Through seven games, Williams’ 740 rushing yards rank eighth in the nation. It’s far cry from his freshman year, a redshirt season that saw him rush for 26 yards in four games.
”It wasn’t my time to play, so I accepted that role,” he said. ”I just needed another year to mature and become a more developed football player.”
Although Williams didn’t mind that redshirt delay, this breakout season is years in the making. His mother, Taryn, has watched Williams’ progression from a hopeful Irish recruit to the team’s lead running back.
”For so many years, we just waited for this moment,” Taryn Williams said. ”We all believed and knew and had confidence that this was God’s plan for him.”
Through those years, Williams visited Notre Dame multiple times, including for a football camp he received as a Christmas gift from his grandparents during his freshman year of high school in St. Louis. The following year, Williams quit baseball to focus on football, which had always been his passion.
That passion was nurtured in driveways of his neighborhood, where Williams and his 17-year-old sister, Grace, frequently played football with friends. Grace, who committed to play college lacrosse at Missouri Western, said the siblings have always embraced a competitive mindset.

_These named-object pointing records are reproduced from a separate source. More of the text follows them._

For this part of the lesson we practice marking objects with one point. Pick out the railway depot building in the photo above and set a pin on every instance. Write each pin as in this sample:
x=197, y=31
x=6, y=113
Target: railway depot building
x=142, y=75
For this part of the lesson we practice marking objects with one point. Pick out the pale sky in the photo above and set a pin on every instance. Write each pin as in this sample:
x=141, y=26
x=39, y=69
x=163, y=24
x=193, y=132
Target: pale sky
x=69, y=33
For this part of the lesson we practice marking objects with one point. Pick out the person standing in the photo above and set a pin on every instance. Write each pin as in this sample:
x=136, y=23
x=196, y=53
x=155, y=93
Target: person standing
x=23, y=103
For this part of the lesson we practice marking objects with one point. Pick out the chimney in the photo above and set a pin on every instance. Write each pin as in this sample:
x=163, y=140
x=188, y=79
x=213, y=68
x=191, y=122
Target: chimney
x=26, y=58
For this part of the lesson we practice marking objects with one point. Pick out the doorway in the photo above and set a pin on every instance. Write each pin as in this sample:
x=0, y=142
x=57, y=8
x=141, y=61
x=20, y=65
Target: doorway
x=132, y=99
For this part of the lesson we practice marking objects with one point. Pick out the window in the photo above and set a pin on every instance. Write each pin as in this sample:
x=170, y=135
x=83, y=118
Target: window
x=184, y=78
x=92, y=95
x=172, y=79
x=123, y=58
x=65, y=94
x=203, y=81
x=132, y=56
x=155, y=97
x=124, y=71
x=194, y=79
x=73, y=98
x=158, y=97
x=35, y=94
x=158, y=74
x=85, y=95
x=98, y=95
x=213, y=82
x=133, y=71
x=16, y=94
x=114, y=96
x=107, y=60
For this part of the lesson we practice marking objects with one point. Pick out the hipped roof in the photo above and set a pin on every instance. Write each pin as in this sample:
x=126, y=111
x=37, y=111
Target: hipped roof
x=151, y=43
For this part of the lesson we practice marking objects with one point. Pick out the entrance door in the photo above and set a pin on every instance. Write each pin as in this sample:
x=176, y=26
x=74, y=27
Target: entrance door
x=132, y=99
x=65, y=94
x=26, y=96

”There was no going easy on each other,” she said. ”I always feel like whenever we’re together, there’s always something that one of us has to win.”
When Williams and his teammates won the biggest game of his career on Saturday, his mother and sister – as well as some of his childhood friends from St. Louis – were in Notre Dame Stadium to see it.
”My daughter and I on that first big play were channeling all of our energy down there, and then all of the sudden, he’s off with the ball,” Taryn Williams said. ”We were just extremely excited.”
They watched as Williams’ dreams continued to come true for another week, dreams that included a childhood fascination with Notre Dame’s gold helmets. Next up is a visit Saturday to Boston College (5-3, 4-3 ACC) as Williams and the Fighting Irish (7-0, 6-0) pursue a playoff berth.
”We know we have to play to the highest level throughout the rest of this season” Williams said. ”We’re just excited for this win, but it’s another win. We’ve got to keep going.”